It's hard being a first-time parent, even though it's something we (meaning those of us that make the plunge into parenting) must go through. Basically, you have to learn everything on the fly. Sure you have your ideas of how you want to parent, but when you add one little, but very distinct personality to the mix, those plans can go right out the window.
Now, add diabetes on top of it all, and it can be downright impossible. I'm talking about having to discipline your kids.
This may come as a surprise to you, but Elise is not the amazingly sweet, wonderful angel I make her out to be. Oh no, she has way too much of her Momma in her for that. And lately we have noticed that along with a couple of inches, Elise has grown a wee bit of an attitude to match.
People have told us all about the terrible threes, and I'm sure this is what we're dealing with when we hear her yell "no!" at us, or she doesn't listen, or the tantrums, the not sharing, the refusing to do what she's told... man, did my two year old skip a bunch of years and turn into a teenager when I wasn't looking? Should I hide my car keys and lock up the liquor?
The problem, as all you D-parents can attest to, is sometimes it's hard to tell if it's a "typical-toddler" issue, or a "diabetes" issue. Is her bad behavior because of a low or high BG? And how am I supposed to discipline her when I have to test her BG to rule it out? By the time I've done that, we've lost our "teachable moment".

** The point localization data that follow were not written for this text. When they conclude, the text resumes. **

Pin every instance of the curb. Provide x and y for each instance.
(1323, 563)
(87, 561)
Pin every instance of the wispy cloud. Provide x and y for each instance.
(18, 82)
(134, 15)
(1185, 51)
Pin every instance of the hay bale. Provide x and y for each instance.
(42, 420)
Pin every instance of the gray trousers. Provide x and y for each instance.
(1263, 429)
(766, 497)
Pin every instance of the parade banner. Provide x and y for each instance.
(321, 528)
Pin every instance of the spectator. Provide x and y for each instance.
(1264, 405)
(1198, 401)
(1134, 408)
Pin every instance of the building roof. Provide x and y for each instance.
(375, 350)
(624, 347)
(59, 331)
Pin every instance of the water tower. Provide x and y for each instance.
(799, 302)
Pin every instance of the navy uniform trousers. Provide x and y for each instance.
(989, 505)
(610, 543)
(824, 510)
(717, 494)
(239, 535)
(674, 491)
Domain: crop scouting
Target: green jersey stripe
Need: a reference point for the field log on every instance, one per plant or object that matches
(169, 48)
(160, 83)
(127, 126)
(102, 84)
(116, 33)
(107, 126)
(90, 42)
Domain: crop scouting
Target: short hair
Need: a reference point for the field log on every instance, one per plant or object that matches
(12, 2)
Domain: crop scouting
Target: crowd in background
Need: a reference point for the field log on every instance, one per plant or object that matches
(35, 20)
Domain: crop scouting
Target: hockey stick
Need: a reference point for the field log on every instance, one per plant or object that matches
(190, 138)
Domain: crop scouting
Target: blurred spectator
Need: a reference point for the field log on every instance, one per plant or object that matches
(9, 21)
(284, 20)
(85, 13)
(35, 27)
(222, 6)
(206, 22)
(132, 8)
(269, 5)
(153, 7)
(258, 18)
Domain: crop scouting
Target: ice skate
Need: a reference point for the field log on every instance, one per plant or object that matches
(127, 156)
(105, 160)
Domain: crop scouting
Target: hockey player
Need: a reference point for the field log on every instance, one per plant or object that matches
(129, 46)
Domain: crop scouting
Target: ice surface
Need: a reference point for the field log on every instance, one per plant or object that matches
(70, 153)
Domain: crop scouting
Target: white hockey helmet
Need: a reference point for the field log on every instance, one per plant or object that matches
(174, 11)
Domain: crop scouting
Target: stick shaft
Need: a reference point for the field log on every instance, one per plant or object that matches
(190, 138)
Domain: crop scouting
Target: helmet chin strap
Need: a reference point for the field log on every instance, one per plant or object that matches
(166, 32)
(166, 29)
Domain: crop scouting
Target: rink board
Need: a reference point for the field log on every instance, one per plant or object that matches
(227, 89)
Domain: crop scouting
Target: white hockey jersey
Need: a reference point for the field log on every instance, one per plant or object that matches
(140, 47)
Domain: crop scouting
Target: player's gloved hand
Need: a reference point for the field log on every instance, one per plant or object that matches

For any other child, discipline would look like this:
-Child acts out.
-Discipline child (for us, the first step is a time out, after a warning of course).
-Explain to child why what they did was wrong, why they were punished, and how they can make a better choice next time.
-Hug it out and go on your merry way.
With Elise, it's more like this:
-Elise acts out
-I wonder if she's just misbehaving, or if it's D-related
-I run around the house, looking for her meter
-Elise continues to misbehave
-I try to get her to wash her hands... she tells me no
-I lose patience and use an alcohol pad
-I tell Elise I need to check her BG
-Elise yells no and runs away
-I finally get her to listen and check her BG... normal
-Now why the hell was I checking her in the first place???
Okay, that may be a little exaggerated, but you get the idea.
Another thing I hate is how Elise has learned to use her diabetes as a stalling tactic, or when she's looking for attention. This usually comes into play at bedtime, when she'll tell us her tummy hurts, or that she's hungry (for her, these are signs of a low). She fully understands that this means we'll need to check her BG, and she'll possibly get a snack. With the introduction of Eileen, we can now show her that she's okay... but it doesn't stop her from trying.
I've tried to explain to her that she shouldn't say these things if they're not true (I've even read The Little Boy who Cried Wolf... she didn't get the parallel), but of course I'm not going to punish her for it. The last thing I want is for her to not tell me something because she's afraid of getting in trouble.
All in all, I'd have to say we are pretty lucky... despite having a strong personality, Elise is pretty quick to listen, and we usually don't have to go past the "warning" stage with her. But I am feeling pretty beaten down trying to figure all this out.
So what do YOU do? How do you handle discipline and diabetes? Come on... help a rookie out and tell me your secrets!